The Royal College of Music singing professors produced written conclusions as follows.
In each case there has been a marked physical improvement, which was usually reflected vocally and dramatically. It was a revelation to discover that tricks of behaviour could be eliminated in a comparatively short space of time once the student learned to control his tensional balance from the head-neck region. In all cases students, since re-education, are easier to teach and can take and carry out stage directions with greater ease.
The students seem to become aware of themselves in a new way. Each student reacted in a different characteristic way. For example, those who had been over-anxious to please authority discovered that they could be themselves with impunity, ceasing to be such model students, but becoming better performers. One student, a girl hampered by angular stereotyped movements, and a curiously ‘spinsterish’ quality of personality, has acquired considerable warmth and gracefulness. Another, with originally a very mediocre ‘drawing-room’ voice, is now considered by her original teachers and critics to have developed the qualities of voice and personality that go to make a really great singer.

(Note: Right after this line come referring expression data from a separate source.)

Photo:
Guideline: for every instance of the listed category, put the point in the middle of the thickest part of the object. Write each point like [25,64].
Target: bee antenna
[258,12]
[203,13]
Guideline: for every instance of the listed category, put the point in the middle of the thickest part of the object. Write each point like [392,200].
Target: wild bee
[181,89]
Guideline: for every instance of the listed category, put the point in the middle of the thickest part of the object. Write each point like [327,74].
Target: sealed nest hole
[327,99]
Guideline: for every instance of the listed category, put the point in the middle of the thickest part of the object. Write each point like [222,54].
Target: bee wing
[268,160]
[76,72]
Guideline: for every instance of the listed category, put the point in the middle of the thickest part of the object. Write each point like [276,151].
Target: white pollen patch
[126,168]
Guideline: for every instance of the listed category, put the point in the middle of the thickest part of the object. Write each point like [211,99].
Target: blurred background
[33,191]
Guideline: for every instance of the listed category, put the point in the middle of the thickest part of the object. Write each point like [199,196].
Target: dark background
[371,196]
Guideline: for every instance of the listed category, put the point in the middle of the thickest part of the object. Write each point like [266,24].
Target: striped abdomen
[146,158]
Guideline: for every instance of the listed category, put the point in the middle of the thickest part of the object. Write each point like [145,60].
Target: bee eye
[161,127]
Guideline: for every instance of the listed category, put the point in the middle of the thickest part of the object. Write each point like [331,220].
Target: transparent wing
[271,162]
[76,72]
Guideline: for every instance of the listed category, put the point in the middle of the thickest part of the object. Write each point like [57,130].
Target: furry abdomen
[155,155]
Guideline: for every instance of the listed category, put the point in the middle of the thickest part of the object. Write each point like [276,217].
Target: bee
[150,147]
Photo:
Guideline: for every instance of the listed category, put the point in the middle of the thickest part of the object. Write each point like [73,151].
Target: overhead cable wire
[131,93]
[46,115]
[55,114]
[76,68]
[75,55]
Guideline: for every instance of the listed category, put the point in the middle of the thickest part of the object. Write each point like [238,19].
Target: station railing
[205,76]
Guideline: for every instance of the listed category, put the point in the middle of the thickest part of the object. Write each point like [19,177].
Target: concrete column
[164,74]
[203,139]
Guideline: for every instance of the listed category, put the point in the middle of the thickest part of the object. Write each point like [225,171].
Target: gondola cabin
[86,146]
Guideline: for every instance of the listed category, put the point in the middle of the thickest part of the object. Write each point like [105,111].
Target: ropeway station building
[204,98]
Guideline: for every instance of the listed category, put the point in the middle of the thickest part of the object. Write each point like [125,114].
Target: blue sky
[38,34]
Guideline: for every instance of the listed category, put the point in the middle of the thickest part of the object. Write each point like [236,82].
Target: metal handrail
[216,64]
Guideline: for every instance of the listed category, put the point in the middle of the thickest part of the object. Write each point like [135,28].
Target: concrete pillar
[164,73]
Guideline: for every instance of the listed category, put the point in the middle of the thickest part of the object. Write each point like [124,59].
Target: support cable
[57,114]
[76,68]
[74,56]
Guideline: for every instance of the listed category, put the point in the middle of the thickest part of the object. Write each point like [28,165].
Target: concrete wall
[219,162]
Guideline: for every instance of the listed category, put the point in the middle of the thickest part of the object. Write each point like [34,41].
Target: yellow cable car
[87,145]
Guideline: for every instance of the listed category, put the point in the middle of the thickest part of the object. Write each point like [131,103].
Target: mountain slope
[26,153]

The time it takes to get results varies greatly between one student and another. The utilization of the approach depends largely on the student himself.
Eight of the fifty re-educated students entered last year for a singing prize which is competed for by women singers every four years. It is open to all amateur and professional singers under thirty years of age in the British Isles, and is considered the highest achievement possible for students. The total entry was over one hundred. Of the eight students who entered six reached the semi-final, in which there were fifteen competitors. This is quite out of proportion to what one might expect.
In our opinion, this approach is the best means we have yet encountered for solving the artist’s problem of communication and should form the basis of his training.